DSK Legal and KPMG advised TA Associates. Veritas Legal advised Indira.
Credit Suisse, a Swiss multinational investment bank and financial services company, increased its stake in Credit Suisse Founder Securities, its securities joint venture with Founder Securities, from 33% to 51%. The shareholding of Founder Securities in CSFS will reduce to 49% as a result. Credit Suisse will continue to work closely with Founder Securities and the respective regulatory authorities in this regard. Financial terms were not disclosed.
KKR looks to focus on Japan. (FS)
Founders of KKR said that the company would prioritize investing in Japan as conglomerates like Hitachi, Toshiba and Panasonic jettison noncore subsidiaries and create potential gold mines for private equity.
In an interview with the Financial Times, founder George Roberts said that he currently felt more comfortable investing in Japan than in China — remarks that come despite the significant investments and resources KKR has channeled into Hong Kong and the mainland over the past decade.

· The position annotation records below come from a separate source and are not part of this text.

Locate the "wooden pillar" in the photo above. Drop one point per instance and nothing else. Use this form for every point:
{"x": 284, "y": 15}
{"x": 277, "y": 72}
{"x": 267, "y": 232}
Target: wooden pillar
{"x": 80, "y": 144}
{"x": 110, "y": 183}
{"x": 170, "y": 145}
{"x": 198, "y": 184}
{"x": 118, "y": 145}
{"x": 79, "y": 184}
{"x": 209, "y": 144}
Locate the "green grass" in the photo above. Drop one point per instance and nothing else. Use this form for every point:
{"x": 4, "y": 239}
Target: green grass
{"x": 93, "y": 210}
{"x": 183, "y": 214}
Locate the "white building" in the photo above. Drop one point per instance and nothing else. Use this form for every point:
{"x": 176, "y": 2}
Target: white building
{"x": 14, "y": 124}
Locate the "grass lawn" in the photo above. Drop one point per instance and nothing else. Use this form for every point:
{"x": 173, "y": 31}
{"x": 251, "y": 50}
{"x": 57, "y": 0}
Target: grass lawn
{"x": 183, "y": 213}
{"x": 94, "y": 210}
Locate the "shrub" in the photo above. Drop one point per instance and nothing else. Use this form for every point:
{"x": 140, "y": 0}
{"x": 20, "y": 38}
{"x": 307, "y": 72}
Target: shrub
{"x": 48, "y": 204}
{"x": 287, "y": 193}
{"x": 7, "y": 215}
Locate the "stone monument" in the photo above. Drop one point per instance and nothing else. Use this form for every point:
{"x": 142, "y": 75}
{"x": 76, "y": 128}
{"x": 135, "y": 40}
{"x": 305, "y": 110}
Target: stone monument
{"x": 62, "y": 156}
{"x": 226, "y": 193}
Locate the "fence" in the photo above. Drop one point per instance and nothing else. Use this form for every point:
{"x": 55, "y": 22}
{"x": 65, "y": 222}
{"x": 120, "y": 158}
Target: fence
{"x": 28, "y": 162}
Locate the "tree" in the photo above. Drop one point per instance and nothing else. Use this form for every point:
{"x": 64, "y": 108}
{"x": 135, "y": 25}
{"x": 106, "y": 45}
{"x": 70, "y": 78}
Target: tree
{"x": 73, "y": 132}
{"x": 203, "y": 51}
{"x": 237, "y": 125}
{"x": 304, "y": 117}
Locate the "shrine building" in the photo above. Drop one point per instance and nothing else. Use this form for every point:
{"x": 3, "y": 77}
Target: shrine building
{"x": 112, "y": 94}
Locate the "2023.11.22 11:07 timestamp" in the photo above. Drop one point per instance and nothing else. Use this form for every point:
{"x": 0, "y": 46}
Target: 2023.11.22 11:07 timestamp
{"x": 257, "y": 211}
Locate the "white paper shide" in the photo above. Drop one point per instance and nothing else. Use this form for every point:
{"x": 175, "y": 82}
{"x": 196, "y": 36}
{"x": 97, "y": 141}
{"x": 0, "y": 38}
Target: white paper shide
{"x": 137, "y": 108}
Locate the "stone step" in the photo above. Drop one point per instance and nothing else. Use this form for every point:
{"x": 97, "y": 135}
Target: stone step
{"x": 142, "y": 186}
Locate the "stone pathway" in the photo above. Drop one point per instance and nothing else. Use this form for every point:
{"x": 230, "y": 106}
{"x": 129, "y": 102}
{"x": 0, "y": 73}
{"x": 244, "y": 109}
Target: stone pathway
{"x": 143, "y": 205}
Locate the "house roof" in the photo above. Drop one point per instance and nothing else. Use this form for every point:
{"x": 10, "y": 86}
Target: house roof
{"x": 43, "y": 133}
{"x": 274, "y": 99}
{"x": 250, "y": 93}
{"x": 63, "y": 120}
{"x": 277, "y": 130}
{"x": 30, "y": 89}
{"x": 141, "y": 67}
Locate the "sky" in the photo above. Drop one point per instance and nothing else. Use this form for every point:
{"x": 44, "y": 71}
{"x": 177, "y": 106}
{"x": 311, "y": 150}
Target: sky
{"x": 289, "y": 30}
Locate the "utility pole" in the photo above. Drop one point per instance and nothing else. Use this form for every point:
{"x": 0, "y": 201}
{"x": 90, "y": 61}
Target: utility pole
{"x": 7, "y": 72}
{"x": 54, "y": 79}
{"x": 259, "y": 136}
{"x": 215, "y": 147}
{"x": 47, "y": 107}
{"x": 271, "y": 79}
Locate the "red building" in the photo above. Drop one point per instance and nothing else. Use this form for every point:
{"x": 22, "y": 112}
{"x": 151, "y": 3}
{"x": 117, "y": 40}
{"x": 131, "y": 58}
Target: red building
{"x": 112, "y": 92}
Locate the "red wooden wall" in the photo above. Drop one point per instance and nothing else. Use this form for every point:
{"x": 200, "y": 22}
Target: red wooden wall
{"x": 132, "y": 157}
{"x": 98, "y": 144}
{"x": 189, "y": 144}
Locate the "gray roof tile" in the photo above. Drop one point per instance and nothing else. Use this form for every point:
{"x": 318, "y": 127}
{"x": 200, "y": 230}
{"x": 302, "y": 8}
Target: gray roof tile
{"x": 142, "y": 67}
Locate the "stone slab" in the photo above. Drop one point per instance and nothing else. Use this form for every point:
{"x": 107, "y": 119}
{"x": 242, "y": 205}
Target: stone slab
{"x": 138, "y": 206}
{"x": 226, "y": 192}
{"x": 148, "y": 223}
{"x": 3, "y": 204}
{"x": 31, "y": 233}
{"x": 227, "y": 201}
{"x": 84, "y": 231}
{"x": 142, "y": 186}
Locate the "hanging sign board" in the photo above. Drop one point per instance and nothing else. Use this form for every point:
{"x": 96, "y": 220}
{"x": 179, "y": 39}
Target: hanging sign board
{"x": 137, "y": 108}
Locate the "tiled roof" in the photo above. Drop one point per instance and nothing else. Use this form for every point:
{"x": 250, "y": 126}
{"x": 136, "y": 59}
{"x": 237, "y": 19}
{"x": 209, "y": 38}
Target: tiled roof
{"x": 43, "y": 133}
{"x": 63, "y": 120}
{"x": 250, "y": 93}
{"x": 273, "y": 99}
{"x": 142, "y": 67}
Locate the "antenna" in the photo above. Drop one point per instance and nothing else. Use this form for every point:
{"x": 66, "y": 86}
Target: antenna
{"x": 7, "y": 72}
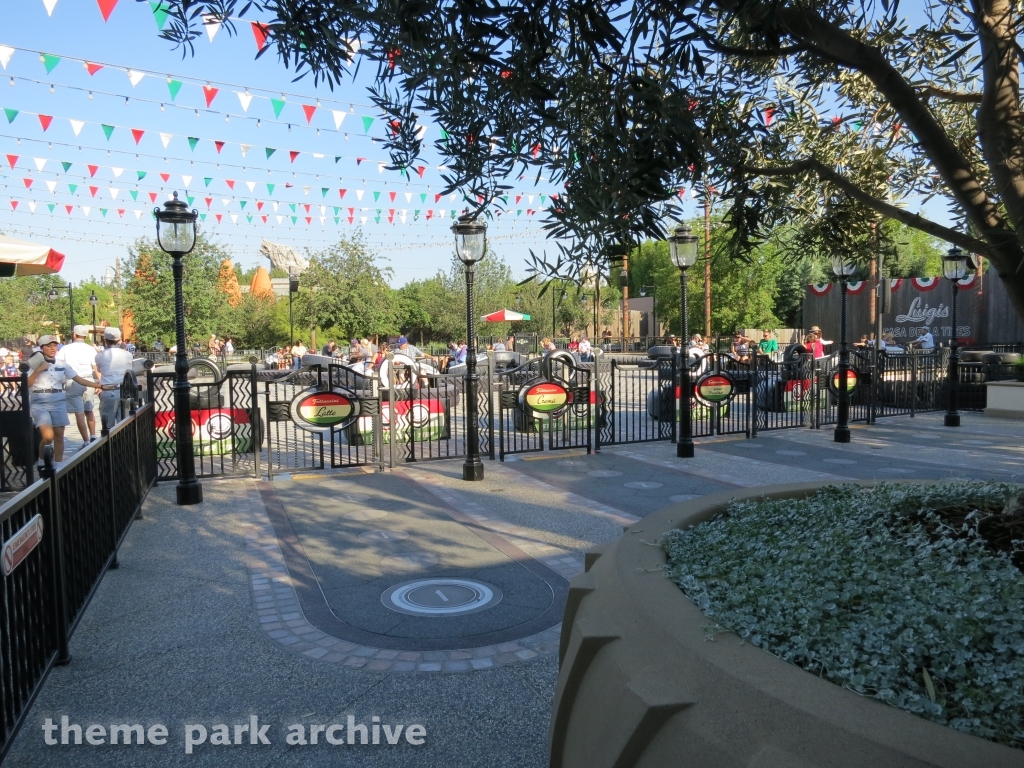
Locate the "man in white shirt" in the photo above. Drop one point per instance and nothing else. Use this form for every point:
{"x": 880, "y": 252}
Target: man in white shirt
{"x": 112, "y": 364}
{"x": 80, "y": 358}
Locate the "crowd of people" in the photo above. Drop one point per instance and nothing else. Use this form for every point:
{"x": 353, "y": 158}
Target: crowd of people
{"x": 65, "y": 380}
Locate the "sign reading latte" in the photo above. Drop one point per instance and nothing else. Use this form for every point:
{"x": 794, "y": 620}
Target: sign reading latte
{"x": 715, "y": 388}
{"x": 546, "y": 398}
{"x": 320, "y": 412}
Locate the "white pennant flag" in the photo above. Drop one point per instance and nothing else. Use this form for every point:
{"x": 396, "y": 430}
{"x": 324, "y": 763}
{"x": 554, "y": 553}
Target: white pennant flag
{"x": 212, "y": 25}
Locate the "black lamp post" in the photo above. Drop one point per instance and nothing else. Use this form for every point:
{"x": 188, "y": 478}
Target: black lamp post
{"x": 470, "y": 246}
{"x": 176, "y": 236}
{"x": 93, "y": 301}
{"x": 954, "y": 267}
{"x": 683, "y": 248}
{"x": 844, "y": 268}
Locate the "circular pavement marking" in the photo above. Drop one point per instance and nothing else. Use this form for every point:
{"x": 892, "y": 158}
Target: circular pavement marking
{"x": 441, "y": 597}
{"x": 361, "y": 515}
{"x": 383, "y": 536}
{"x": 410, "y": 561}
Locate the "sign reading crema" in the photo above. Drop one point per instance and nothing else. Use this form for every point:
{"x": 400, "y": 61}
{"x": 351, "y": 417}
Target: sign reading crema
{"x": 317, "y": 411}
{"x": 547, "y": 398}
{"x": 18, "y": 546}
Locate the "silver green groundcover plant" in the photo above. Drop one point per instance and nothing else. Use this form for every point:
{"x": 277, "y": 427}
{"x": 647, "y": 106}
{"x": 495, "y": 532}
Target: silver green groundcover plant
{"x": 873, "y": 590}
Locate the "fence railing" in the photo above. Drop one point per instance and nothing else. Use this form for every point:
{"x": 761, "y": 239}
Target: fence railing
{"x": 59, "y": 537}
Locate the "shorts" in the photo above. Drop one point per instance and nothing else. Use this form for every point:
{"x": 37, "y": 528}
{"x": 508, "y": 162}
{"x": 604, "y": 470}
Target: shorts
{"x": 80, "y": 398}
{"x": 49, "y": 414}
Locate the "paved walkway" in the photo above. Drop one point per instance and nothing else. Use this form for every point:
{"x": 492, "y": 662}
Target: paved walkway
{"x": 278, "y": 601}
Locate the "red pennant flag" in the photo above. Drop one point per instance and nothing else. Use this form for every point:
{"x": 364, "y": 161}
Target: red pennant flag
{"x": 107, "y": 7}
{"x": 260, "y": 32}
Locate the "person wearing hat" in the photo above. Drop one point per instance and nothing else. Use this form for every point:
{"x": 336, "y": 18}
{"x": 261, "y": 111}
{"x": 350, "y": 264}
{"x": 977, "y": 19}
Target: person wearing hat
{"x": 112, "y": 364}
{"x": 80, "y": 357}
{"x": 47, "y": 400}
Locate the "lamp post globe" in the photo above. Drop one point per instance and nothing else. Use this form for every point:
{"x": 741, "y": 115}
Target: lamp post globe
{"x": 954, "y": 267}
{"x": 470, "y": 247}
{"x": 843, "y": 268}
{"x": 176, "y": 236}
{"x": 683, "y": 250}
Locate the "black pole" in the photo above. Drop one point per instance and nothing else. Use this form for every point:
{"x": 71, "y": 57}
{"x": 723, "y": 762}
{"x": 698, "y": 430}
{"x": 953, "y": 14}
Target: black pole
{"x": 684, "y": 442}
{"x": 952, "y": 415}
{"x": 842, "y": 433}
{"x": 472, "y": 469}
{"x": 188, "y": 488}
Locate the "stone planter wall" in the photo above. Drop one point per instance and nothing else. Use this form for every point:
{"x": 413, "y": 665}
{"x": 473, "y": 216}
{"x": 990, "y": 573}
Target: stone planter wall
{"x": 642, "y": 685}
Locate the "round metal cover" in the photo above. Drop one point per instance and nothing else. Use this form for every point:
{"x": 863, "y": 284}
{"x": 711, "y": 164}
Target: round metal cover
{"x": 441, "y": 597}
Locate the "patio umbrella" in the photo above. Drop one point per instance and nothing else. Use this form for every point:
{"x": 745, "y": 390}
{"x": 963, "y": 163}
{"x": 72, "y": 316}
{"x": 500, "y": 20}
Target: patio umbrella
{"x": 19, "y": 257}
{"x": 504, "y": 315}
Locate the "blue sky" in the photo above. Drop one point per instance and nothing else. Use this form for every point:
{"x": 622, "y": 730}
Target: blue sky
{"x": 77, "y": 33}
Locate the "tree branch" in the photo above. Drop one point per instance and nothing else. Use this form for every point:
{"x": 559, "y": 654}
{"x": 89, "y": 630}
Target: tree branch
{"x": 886, "y": 209}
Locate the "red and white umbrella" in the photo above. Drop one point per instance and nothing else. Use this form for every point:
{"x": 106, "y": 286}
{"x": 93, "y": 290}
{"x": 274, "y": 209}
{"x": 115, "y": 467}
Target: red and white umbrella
{"x": 504, "y": 315}
{"x": 19, "y": 257}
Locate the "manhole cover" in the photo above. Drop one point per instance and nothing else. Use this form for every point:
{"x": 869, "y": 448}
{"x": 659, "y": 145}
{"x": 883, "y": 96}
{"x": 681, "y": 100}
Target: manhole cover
{"x": 361, "y": 515}
{"x": 441, "y": 597}
{"x": 383, "y": 536}
{"x": 410, "y": 561}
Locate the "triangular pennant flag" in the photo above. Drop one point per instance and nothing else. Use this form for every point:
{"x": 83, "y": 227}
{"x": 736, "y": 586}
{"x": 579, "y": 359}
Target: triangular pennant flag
{"x": 212, "y": 25}
{"x": 260, "y": 32}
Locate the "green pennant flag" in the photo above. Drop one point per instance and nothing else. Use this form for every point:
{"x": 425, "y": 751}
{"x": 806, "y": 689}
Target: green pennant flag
{"x": 159, "y": 13}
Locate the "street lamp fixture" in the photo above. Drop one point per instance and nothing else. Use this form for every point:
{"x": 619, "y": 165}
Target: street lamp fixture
{"x": 683, "y": 250}
{"x": 843, "y": 267}
{"x": 176, "y": 236}
{"x": 470, "y": 247}
{"x": 954, "y": 267}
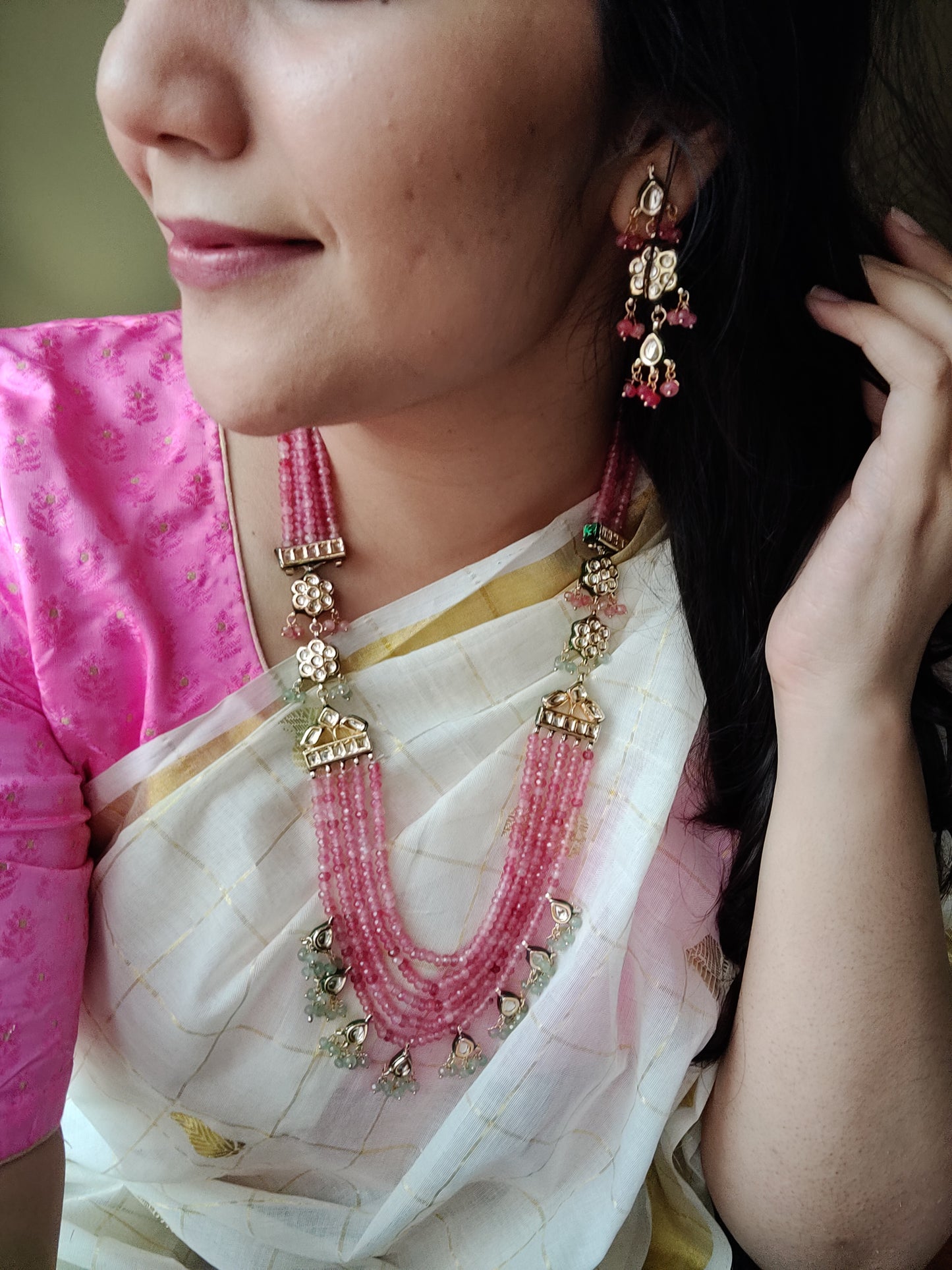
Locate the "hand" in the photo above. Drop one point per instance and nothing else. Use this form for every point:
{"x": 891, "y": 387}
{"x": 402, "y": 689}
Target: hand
{"x": 853, "y": 627}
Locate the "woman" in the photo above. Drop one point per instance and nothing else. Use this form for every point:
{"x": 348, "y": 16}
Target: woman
{"x": 405, "y": 225}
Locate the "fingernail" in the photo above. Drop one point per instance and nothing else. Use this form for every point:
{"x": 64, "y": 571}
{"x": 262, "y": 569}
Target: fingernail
{"x": 907, "y": 221}
{"x": 827, "y": 295}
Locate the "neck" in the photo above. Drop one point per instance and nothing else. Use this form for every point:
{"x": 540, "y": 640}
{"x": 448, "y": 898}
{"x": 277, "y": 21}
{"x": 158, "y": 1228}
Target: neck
{"x": 441, "y": 484}
{"x": 435, "y": 488}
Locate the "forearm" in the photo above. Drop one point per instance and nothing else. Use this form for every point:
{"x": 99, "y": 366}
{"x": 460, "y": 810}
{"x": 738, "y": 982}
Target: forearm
{"x": 31, "y": 1207}
{"x": 831, "y": 1123}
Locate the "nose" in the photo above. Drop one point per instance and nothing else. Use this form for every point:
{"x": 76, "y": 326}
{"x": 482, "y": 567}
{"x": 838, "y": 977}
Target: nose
{"x": 169, "y": 78}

“This [Japan] is our highest priority right now other than the US . . . This is the best value today. If you look at value to price of stock and cost of capital, it’s here,” said Henry Kravis.
United Industrial Corporation acquired Marina Mandarin property in Singapore for $500m.
Singapore-listed real estate investment holding firm United Industrial Corporation acquired Marina Mandarin Singapore, a 5-star hotel, and parts of the Marina Square complex for S$675m ($500m), according to a stock market disclosure. The property was acquired from Finnegan Investments, Mackmoor, and OUE.
The proposed acquisition will pave the way for United Industrial Corporation and its parent UOL Group to jointly own the entire Marina Square mall. Once approved, the company will own a 77% stake in Marina Centre and 75% in Aquamarina Hotel. The remaining stake will be held by UOL.
Kumho Industrial looking to sell a stake in Asiana Airlines for $314m.
Kumho Industrial, a Korean civil engineering and construction company, is looking to sell its stake in Asiana Airlines, one of South Korea's two major airlines, for up to $314m. The company said in a regulatory filing that its board had approved the stake sale plan, aimed at securing liquidity and improving its financial structure.
Shares of Asiana jumped 30% in response to the news.
Toyota to sell electric vehicle tech to Singulato.
Toyota, a Japanese multinational automotive manufacturer, is to sell its electric vehicle technology to Singulato, the new energy vehicle brand of Chi Che-hung Technology. In return, Toyota will have preferential rights to purchase green-car credits that Singulato will generate under China’s new quota system for all-electric and plug-in hybrid vehicles. Financial terms were not disclosed.